Polar kit list: What to pack for extreme cold
The extreme cold demands respect, and consideration of appropriate clothing and kit. Now, we don’t always take ourselves totally seriously here at Echio, but when it comes to these kinds of climes, you really do need to be focussed and prepared. In some regions, temperatures plummet to -50c, with the coldest temperature on record being -89.2C in Antarctica 1983. So believe me when I say, it does get nippy. For some context, steel and rubber will both become brittle enough to shatter at this temperature, and a pot of boiling water thrown into the air will almost immediately crystallise into ice.
Luckily for us, good old technology fuelled by human desire to explore has come up with many fantastic new materials to help our fragile bodies withstand the onslaught of mother natures colder regions. But, materials aside, it actually comes down to one simple principle that homo sapiens (humans) have been using for millenia… layering.
The idea is simple- layers of fabrics trap warm air between and allow moisture to escape, thereby keeping the air closest to the skin both warm and dry. Layers are also flexible on account that they can be added or subtracted to adjust temp.
Layers for extreme cold climates consist of:
- A base layer to wick moisture away and insulate you
- A mid layer to trap body heat, allow flex and insulation
- An outer layer or “hard shell”, a tough but flexible jacket that protects from wind and rain
- Hats, Gloves, Socks, Scarves
The base layer is a tight fitting layer, whose main purpose is to extract moisture (sweat) away from your skin in a process known as ‘wicking’. As the name suggests, the base layer goes under all other clothes, and provides added comfort.

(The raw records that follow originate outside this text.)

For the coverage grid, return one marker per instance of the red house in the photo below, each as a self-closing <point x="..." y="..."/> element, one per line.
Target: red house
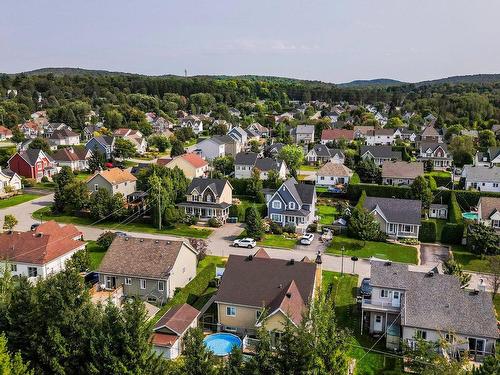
<point x="32" y="164"/>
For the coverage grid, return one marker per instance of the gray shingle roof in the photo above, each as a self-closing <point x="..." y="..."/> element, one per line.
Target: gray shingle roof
<point x="404" y="211"/>
<point x="437" y="302"/>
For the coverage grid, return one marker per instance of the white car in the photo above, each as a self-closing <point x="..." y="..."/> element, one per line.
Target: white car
<point x="307" y="239"/>
<point x="245" y="242"/>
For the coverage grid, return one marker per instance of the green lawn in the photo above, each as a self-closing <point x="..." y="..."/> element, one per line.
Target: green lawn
<point x="327" y="214"/>
<point x="180" y="230"/>
<point x="344" y="289"/>
<point x="367" y="249"/>
<point x="96" y="253"/>
<point x="17" y="199"/>
<point x="468" y="260"/>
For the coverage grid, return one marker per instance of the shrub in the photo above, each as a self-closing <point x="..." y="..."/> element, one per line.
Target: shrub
<point x="214" y="222"/>
<point x="452" y="233"/>
<point x="289" y="228"/>
<point x="428" y="231"/>
<point x="275" y="228"/>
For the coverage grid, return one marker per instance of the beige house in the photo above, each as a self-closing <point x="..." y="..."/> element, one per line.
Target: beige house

Base layers are generally soft and comfortable materials, stretchy and breathable and made from wool or synthetic materials. The creme de la creme of base layer materials is merino wool, which is both extremely comfortable and great at wicking away moisture. Moisture in your clothes drastically reduces their insulation capacity, so it is very important that any water is vented out of clothes by the base layer, as soon as possible. If you don’t have the budget for Merino wool base layers, synthetic ones can be almost as good and for a little cheaper.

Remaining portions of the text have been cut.